Using a wrist splints at early stages of carpal tunnel syndrome can sometimes reduce symptoms. A splint keeps the wrist in a resting position. It prevents the wrist from bending backward or downward excessively. Keeping the wrist in this position provides the widest possible space for the median nerve in the carpal tunnel. Since a splint prevents the writs from bending especially at night, it is useful in terms of reducing the pain and numbness felt at night. Splint can also be used in the daytime, with intent to alleviate the symptoms and enable the structures in the carpal tunnel to relax.
Anti-inflammatory medications can be helpful in alleviating the carpal tunnel symptoms, and reducing edema. Ibuprofen and aspirin can be used for this purpose. In some studies, high-dose Vitamin B-6 has been found to be effective in alleviating the symptoms. Likewise, exercise has been shown to be useful in reducing the CTS symptoms.
If other procedures intended for reducing the symptoms fail, surgery may be recommended for reducing the pressure on the median nerve. With the reduction of the pressure on the nerve, blood supply to the nerve increases, and patients get rid of the symptoms. However, if the nerve compression has lasted for a long time, thickening and scar tissue development occur in the nerve. In such a case, postoperative recovery will be slow.

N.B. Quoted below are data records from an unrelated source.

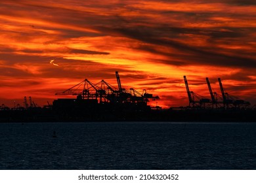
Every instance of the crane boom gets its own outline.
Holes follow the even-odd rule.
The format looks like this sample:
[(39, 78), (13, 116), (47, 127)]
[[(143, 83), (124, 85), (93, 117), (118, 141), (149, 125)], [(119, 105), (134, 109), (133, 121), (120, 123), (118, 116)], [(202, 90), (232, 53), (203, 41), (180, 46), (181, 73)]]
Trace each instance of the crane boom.
[(116, 71), (116, 80), (117, 81), (119, 91), (120, 91), (120, 92), (122, 92), (122, 88), (121, 86), (121, 80), (120, 80), (120, 78), (119, 76), (118, 71)]
[(186, 92), (188, 93), (189, 103), (190, 103), (190, 103), (193, 102), (193, 100), (192, 100), (192, 97), (191, 97), (191, 93), (189, 91), (188, 84), (188, 81), (186, 80), (186, 76), (184, 76), (184, 81), (185, 82)]
[(221, 83), (221, 80), (220, 78), (218, 78), (218, 81), (219, 81), (219, 87), (221, 88), (221, 94), (222, 94), (223, 98), (223, 103), (224, 103), (226, 101), (226, 99), (225, 93), (224, 92), (223, 84)]

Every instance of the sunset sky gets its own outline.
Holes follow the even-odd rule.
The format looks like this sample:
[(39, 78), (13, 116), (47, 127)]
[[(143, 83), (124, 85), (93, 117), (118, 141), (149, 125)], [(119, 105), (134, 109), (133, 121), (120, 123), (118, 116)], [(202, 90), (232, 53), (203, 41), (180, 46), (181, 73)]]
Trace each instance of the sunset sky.
[(11, 107), (52, 103), (85, 78), (117, 86), (116, 71), (163, 107), (188, 105), (184, 75), (205, 97), (205, 77), (221, 94), (220, 77), (256, 104), (255, 1), (1, 0), (0, 24), (0, 103)]

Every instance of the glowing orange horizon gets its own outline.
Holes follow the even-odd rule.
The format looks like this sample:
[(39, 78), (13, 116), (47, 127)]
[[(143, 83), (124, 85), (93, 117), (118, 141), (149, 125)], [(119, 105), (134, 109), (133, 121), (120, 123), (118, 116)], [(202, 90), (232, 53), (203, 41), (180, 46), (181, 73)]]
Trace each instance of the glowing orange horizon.
[(256, 103), (253, 3), (3, 0), (0, 5), (0, 102), (10, 107), (24, 96), (46, 105), (84, 78), (116, 86), (116, 71), (124, 88), (159, 95), (153, 106), (187, 105), (184, 75), (192, 91), (207, 98), (205, 77), (219, 93), (221, 77), (227, 92)]

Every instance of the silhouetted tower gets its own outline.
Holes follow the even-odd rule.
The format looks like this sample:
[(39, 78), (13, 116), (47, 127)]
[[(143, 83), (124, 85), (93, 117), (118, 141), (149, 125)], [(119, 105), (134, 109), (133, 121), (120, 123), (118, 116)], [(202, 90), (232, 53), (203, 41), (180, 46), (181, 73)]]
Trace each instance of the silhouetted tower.
[(123, 89), (121, 86), (121, 80), (119, 76), (118, 71), (116, 71), (116, 80), (117, 81), (119, 91), (121, 93), (123, 92)]
[(207, 83), (209, 92), (210, 92), (211, 102), (213, 103), (213, 106), (215, 105), (215, 107), (217, 108), (218, 103), (217, 103), (217, 101), (216, 93), (215, 92), (213, 93), (213, 90), (211, 90), (211, 84), (210, 84), (210, 82), (209, 81), (208, 78), (206, 78), (206, 82)]
[(191, 97), (191, 92), (189, 91), (189, 88), (188, 88), (188, 81), (186, 80), (186, 76), (184, 76), (184, 81), (185, 82), (185, 85), (186, 85), (186, 92), (188, 93), (188, 101), (189, 101), (189, 107), (190, 107), (191, 103), (192, 103), (194, 106), (194, 100), (192, 99)]
[(219, 86), (221, 88), (221, 94), (223, 99), (223, 106), (224, 107), (228, 108), (228, 105), (232, 103), (232, 100), (228, 99), (228, 93), (224, 92), (223, 84), (220, 78), (218, 78)]

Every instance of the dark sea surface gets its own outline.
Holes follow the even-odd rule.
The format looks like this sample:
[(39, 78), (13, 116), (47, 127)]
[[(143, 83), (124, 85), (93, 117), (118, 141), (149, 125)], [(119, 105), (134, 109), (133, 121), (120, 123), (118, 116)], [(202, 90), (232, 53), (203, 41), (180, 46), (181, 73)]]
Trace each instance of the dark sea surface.
[(256, 123), (9, 123), (0, 141), (0, 169), (256, 169)]

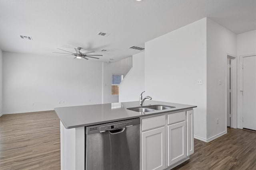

The standard surgical procedure for the treatment of CTS is open carpal tunnel release. An approximately 5 cm incision extending from the wrist to the palm is made. Surgeon cuts the transverse carpal ligament to reduce pressure on the median nerve. Meanwhile, it is clearly seen that the median nerve tissue is relieved of the pressure. Then the skin is sutured by leaving the two cut ends of the transverse carpal ligament separated. Thus, the pressure on the median nerve is removed. In course of time, a scar tissue develops between these two ends.